VILLAGE URBAIN En apparence, « village urbain » est un oxymore, c’est-à-dire une figure de style empilant deux mots de sens opposés. Comme « plaisir désagréable », « chaleur froide » ou « victoire du TFC ». « Village urbain » est pourtant une expression usuelle chez les politiques, les urbanistes et les agents immobiliers (le premier métier de Franck Biasotto). En gros, cela désigne un quartier qui dispose d’une petite place publique sympa et ombragée, d’un bar-tabac, de bancs pour s’assoir, d’un marchand de journaux et d’habitants qui se saluent poliment. Bref, que des trucs en voie de disparition.

PRATICO-PRATIQUE Voilà un adjectif synonyme parfait de terre-à-terre, mais disposant en prime du lustre de la technicité.
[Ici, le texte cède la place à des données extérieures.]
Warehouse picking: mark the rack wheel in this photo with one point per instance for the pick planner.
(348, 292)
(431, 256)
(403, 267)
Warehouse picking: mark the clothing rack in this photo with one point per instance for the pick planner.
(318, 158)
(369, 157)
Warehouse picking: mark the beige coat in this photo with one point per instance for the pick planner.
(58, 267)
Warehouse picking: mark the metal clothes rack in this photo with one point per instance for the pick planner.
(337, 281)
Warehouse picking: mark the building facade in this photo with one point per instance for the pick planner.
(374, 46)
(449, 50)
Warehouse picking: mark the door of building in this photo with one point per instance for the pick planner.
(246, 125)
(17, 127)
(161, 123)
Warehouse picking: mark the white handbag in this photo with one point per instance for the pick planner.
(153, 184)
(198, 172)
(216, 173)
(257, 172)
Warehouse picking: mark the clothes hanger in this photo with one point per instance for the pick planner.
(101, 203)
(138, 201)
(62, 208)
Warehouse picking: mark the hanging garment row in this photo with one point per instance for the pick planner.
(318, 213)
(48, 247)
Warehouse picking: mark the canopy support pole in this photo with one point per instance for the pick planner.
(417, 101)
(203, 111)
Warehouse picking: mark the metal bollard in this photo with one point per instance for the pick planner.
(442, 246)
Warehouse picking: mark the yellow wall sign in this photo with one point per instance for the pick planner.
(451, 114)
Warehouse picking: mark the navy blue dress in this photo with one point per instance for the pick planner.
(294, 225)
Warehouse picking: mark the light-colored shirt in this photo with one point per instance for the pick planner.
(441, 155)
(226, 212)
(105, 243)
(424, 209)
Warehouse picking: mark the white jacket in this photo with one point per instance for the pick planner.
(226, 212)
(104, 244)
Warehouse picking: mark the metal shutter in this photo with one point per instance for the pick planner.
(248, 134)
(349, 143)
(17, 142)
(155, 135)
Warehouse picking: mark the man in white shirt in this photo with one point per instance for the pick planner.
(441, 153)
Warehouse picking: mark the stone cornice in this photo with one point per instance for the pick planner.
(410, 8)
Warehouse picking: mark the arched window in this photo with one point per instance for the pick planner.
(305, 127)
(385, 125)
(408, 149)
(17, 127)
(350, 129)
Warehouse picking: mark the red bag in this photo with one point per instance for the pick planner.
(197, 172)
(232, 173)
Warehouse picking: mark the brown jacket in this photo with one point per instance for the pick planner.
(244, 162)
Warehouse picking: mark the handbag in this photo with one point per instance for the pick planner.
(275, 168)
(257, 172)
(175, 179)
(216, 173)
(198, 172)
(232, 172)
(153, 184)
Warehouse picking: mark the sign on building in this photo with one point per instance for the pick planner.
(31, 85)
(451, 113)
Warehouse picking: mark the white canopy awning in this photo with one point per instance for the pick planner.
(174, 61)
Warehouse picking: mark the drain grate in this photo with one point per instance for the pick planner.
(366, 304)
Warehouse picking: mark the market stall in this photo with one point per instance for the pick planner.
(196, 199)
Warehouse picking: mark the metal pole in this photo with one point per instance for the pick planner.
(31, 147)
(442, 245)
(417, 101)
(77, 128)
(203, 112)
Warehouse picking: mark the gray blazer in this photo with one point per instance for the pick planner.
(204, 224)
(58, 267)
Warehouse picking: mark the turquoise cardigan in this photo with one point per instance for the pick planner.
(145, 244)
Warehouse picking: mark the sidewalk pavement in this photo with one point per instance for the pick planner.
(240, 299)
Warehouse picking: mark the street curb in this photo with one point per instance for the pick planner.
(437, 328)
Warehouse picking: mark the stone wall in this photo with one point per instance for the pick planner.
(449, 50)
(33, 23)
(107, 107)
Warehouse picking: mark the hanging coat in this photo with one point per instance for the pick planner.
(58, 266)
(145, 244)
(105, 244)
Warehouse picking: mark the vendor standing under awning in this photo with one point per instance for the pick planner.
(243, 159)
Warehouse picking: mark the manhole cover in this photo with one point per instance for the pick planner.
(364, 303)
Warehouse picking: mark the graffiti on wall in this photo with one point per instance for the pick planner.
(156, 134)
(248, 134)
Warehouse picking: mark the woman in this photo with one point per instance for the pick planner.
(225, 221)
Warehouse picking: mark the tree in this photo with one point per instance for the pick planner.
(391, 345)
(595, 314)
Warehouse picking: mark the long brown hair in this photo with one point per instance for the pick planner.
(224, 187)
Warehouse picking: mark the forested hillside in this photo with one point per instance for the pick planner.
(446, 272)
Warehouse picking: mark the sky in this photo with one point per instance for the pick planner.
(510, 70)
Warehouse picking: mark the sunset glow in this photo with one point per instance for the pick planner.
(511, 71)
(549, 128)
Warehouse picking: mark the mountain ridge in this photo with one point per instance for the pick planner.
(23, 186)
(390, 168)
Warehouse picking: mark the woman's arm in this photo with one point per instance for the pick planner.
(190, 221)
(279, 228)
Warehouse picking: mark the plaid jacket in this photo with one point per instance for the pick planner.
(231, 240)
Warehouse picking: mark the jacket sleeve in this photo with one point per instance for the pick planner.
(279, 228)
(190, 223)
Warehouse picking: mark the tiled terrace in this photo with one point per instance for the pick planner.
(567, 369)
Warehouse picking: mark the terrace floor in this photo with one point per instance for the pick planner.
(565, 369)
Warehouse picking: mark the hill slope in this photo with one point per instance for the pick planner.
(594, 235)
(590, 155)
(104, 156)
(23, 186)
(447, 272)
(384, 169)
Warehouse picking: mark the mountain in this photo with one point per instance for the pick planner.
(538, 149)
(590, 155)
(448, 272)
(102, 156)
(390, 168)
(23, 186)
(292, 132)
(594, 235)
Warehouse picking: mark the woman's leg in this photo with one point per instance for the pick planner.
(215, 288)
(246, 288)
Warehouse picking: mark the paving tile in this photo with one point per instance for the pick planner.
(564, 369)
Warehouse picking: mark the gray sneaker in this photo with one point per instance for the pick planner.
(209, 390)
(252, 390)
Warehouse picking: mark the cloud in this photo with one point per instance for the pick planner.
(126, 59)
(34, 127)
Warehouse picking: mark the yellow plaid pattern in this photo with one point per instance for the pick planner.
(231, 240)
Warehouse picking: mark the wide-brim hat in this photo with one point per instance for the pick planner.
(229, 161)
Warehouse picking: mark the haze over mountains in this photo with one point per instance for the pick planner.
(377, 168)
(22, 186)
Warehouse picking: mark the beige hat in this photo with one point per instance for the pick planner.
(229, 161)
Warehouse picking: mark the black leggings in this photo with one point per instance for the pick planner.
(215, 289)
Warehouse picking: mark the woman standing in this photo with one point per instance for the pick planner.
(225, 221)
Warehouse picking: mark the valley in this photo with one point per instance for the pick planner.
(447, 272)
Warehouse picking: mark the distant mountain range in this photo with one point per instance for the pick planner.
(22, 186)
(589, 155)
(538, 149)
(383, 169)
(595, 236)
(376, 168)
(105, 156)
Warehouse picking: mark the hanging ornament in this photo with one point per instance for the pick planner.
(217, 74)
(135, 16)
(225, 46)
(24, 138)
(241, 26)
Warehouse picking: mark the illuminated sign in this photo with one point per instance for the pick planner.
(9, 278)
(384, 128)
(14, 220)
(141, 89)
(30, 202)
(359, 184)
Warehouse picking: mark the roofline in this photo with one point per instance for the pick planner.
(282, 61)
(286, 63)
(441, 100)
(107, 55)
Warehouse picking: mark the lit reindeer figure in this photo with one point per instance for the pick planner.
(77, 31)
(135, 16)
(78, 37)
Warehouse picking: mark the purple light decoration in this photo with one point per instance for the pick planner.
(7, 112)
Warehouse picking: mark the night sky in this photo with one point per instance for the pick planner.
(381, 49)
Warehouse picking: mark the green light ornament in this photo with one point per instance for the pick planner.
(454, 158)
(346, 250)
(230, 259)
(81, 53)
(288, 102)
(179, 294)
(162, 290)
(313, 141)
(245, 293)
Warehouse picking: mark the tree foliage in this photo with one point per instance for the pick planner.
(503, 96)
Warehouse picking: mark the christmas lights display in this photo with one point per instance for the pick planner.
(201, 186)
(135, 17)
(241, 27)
Franck Biasotto en use à foison pour qualifier ses mesures, en particulier celles du volet écolo de sa liste Toulouse belle et forte. « Une écologie pratico-pratique, pas une écologie politique », répète-t-il à l’envi. L’origine de pratico-pratique est assez floue. On en trouve trace pour la première fois au XIXe siècle dans les écrits théologiques des thomistes (les spécialistes de la pensée de Thomas d’Aquin). De nos jours l’expression a envahi l’espace francophone de l’hémisphère nord et inondé l’univers de l’entreprise et du développement personnel. Elle figure en bonne place dans l’ouvrage de la journaliste Adèle Bréau : « “Je dis ça, je dis rien” et 200 autres expressions insupportables ».